Debía de tener unos siete u ocho años cuando la revista Sol y Luna publicó su foto. La leyenda al pie rezaba: “El joven Santiago de Mora-Figueroa, que es, sin duda, el futuro Gary Cooper”.
La anécdota provocó las risas de su madre y la indignación de su padre, acérrimo celtíbero, pero lo cierto es que la publicación no erró del todo en sus predicciones. Santiago de Mora-Figueroa y Williams alcanzó la estatura -y el porte- del actor norteamericano. También su elegancia.
Sin embargo, el jesuita que le entrevistó, casi a esa misma edad, para aceptar su solicitud de admisión en el colegio de Areneros no tuvo la misma perspicacia que el periodista de la revista de sociedad.
Fue su madre, anglicana, la que se empeñó; Santiago tiene que ir al Eton o al Harrow español, y esos son los jesuitas. Su padre, que no guardaba buen recuerdo de los del Puerto de Santa María, se opuso. Además, no sabía lo que era Eton; no hablaba inglés ni le importaba. Naturalmente, acabó imponiéndose la opinión de su madre.
El que sería director del Instituto Cervantes (de mayo de 1996 a abril de 1999) recuerda perfectamente las preguntas que le hizo aquel cura en una especie de prueba de acceso de andar por casa: “Escribe tu nombre y dime cuánto es 36 entre 6”. Santiago, nervioso, se equivocó en las dos respuestas y ahí acabó su carrera con los jesuitas. Finalmente, cursó sus estudios en los Sagrados Corazones.

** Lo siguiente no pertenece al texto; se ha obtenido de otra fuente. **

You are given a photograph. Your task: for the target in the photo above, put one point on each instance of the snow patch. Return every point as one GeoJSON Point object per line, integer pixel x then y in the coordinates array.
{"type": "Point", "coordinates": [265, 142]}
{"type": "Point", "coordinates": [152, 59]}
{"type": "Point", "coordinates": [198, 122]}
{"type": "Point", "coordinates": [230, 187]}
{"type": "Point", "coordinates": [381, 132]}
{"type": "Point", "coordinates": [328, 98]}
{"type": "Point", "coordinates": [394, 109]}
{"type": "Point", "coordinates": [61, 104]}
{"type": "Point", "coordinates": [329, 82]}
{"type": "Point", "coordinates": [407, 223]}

A los 16 años leyó El príncipe de Maquiavelo. En aquella época el libro estaba en el Index Librorum Prohibitorum. Y Santiago se arrepintió. Por lo aburrido que le pareció, claro: “al menos en la versión española, igual la italiana es mejor”. Posee ese sentido del humor que caracteriza a la gente seria: “El equilibrio exige sentido del humor”. Y sólo hay que leerle, o escucharle, para comprobarlo. Del mismo modo maneja la ironía, aunque su madre le advertía que era una cosa, esta de la ironía, con la que llevar cuidado “pues los niños y los perros no la entienden y pueden ser heridos por ella”.

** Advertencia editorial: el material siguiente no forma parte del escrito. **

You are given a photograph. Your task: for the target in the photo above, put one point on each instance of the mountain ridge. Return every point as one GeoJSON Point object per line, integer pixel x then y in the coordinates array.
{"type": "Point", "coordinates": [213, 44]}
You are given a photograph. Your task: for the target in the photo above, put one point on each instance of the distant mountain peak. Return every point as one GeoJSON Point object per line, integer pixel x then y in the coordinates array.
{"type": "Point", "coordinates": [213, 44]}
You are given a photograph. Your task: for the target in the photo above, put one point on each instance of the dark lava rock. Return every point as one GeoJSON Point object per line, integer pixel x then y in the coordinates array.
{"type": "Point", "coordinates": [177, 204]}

Así pues, el noble jerezano es irónico, como Gómez Dávila, ejemplo además de ferocidad. Reaccionario, como Gómez Dávila: “El reaccionario no pretende obligar ni convencer a nadie, simplemente hace una invitación graciosa a alguien que pasa por allí y que lo lee, sabiendo que muy pocos van a aceptar lo que dice”. Y, como Gómez Dávila, prefiere el escolio al aforismo.
El Marquesado de Tamarón fue otorgado por primera vez en 1712 por el rey Felipe V a Diego Pablo de Mora y Figueroa Miranda y Morales, caballero del hábito de Calatrava. Santiago de Mora-Figueroa y Williams es el IX Marqués de Tamarón, nacido el 18 de octubre de 1941 en Jerez de la Frontera, licenciado en Derecho, diplomático, ex director del Instituto Cervantes y escritor.
Fue Teniente de Infantería de Marina en la Milicia Naval Universitaria y recuerda que a causa de unas maniobras de desembarco estuvo a punto de no llegar al bautizo de su hijo. Tiene dos: Diego (Cádiz, 1967) y Dagmar (París, 1973). Su tío y padrino, Manuel de Mora-Figueroa, tampoco asistió al suyo por estar combatiendo en la División Azul, de la que fue precursor.
Santiago de Mora-Figueroa se define como un chico de provincias -como su padre y su abuelo- solo que ha visto mucho mundo desde su metro noventa y cinco.
Dice que no tiene oído pero no hay nadie que pronuncie mejor Shakespeare a ambos lados de Despeñaperros. Y que lo recite. Tan a menudo como la ocasión le es propicia rememora los versos de la arenga de Enrique V la víspera de la batalla de San Crispín:
We few, we happy few, we band of brothers
[…]
And gentlemen in England now a-bed
Shall think themselves accurs’d they were not here,
And hold their manhoods cheap whiles any speaks
That fought with us upon Saint Crispin’s day.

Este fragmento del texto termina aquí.